Sonchus asper extract inhibits LPS-induced oxidative stress and pro-inflammatory cytokine production in RAW264.7 macrophages.
- Author:
Lan WANG
1
;
Ming Lu XU
;
Jie LIU
;
You WANG
;
Jian He HU
;
Myeong Hyeon WANG
Author Information
- Publication Type:In Vitro ; Original Article
- Keywords: anti-inflammatory; NO production; oxidative stress; Sonchus asper
- MeSH: Antioxidants; Asthma; Bronchitis; Burns; Chromatography, High Pressure Liquid; Cough; Cyclooxygenase 2; Cytokines; Dermatoglyphics; Glutathione; Heme Oxygenase-1; Inflammation; Interleukin-6; Lipid Peroxidation; Macrophages*; Membrane Potential, Mitochondrial; Nitric Oxide; Nitric Oxide Synthase; Oxidative Stress*; Quercetin; Reactive Oxygen Species; Rutin; Sonchus*; Superoxide Dismutase; Tumor Necrosis Factor-alpha; Wounds and Injuries
- From:Nutrition Research and Practice 2015;9(6):579-585
- CountryRepublic of Korea
- Language:English
- Abstract: BACKGROUND/OBJECTIVES: Sonchus asper is used extensively as an herbal anti-inflammatory for treatment of bronchitis, asthma, wounds, burns, and cough; however, further investigation is needed in order to understand the underlying mechanism.

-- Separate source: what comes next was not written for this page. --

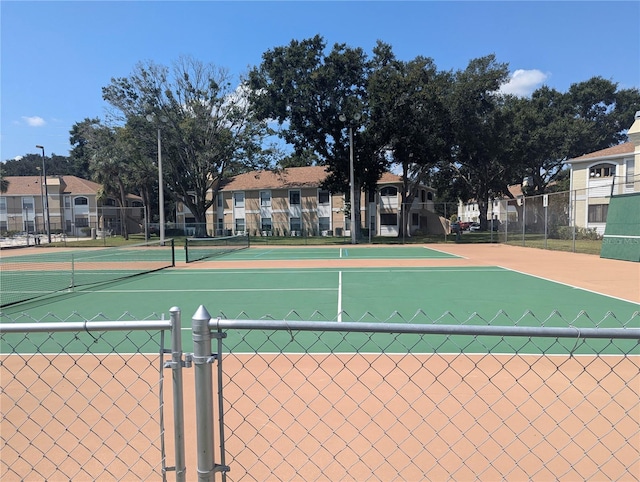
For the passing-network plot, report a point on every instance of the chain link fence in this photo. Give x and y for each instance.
(292, 399)
(84, 400)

To determine its mechanism of action, we examined the effects of an ethyl acetate fraction (EAF) of S. asper on nitric oxide (NO) production and prostaglandin-E2 levels in lipopolysaccharide (LPS)-stimulated RAW264.7 macrophages. MATERIALS/METHODS: An in vitro culture of RAW264.7 macrophages was treated with LPS to induce inflammation. RESULTS: Treatment with EAF resulted in significant suppression of oxidative stress in RAW264.7 macrophages as demonstrated by increased endogenous superoxide dismutase (SOD) activity and intracellular glutathione levels, decreased generation of reactive oxygen species and lipid peroxidation, and restoration of the mitochondrial membrane potential. To confirm its anti-inflammatory effects, analysis of expression of inducible NO synthase, cyclooxygenase-2, tumor necrosis factor-alpha, and the anti-inflammatory cytokines IL-1beta and IL-6 was performed using semi-quantitative RT-PCR. EAF treatment resulted in significantly reduced dose-dependent expression of all of these factors, and enhanced expression of the antioxidants MnSOD and heme oxygenase-1. In addition, HPLC fingerprint results suggest that rutin, caffeic acid, and quercetin may be the active ingredients in EAF. CONCLUSIONS: Taken together, findings of this study imply that the anti-inflammatory effect of EAF on LPS-stimulated RAW264.7 cells is mediated by suppression of oxidative stress.